Así, poco a poco, se fue convirtiendo en el aire que necesitaba para respirar, al extremo de que ni bien finalizaba las clases en mi escuelita Primaria, salía corriendo como un venado para verla salir del colegio donde estudiaba. Yana Ñahui ni cuenta se daba de mi presencia en la esquina, quizá porque era mayor que yo, y los muñecos de trapo habían dejado de interesarle al ingresar a la Secundaria.

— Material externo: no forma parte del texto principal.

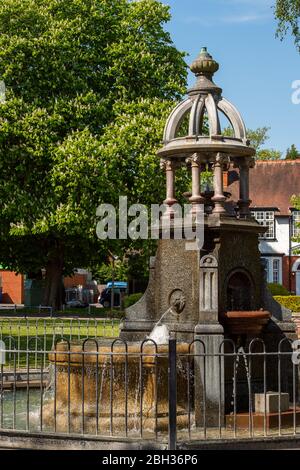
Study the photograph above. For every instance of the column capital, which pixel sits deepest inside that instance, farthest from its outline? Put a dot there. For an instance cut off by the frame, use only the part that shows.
(220, 160)
(168, 164)
(194, 159)
(243, 162)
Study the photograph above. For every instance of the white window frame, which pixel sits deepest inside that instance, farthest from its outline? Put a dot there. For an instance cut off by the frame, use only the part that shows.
(274, 269)
(266, 218)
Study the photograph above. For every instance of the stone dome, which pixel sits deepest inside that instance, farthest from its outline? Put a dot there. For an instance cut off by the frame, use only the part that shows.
(186, 130)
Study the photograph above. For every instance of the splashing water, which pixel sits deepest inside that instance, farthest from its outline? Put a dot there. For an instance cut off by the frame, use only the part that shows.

La última vez que vi su rostro en el pueblo fue el domingo 31 de diciembre de 1910. Estaba observando a unos niños campesinos que ingresaban a la iglesia, cuando algo me hizo voltear, hallándola parada a unos metros de distancia. Haciendo de tripas corazón caminé decidido a saludarla, y de paso, despedirme de ella, pues el martes salía de viaje por un tiempo indefinido. A medida que me acercaba mis latidos aumentaban, lástima que se escuchó un silbido, ella volvió la vista, era su papá, se le acercó e ingresaron al templo. Yo me quedé como un monolito en el centro de la plaza. Dos días después emprendí viajé con unos arrieros hasta Paramonga, y de ahí por diferentes medios hasta Lima. La carretera Panamericana Norte no existía en aquel entonces.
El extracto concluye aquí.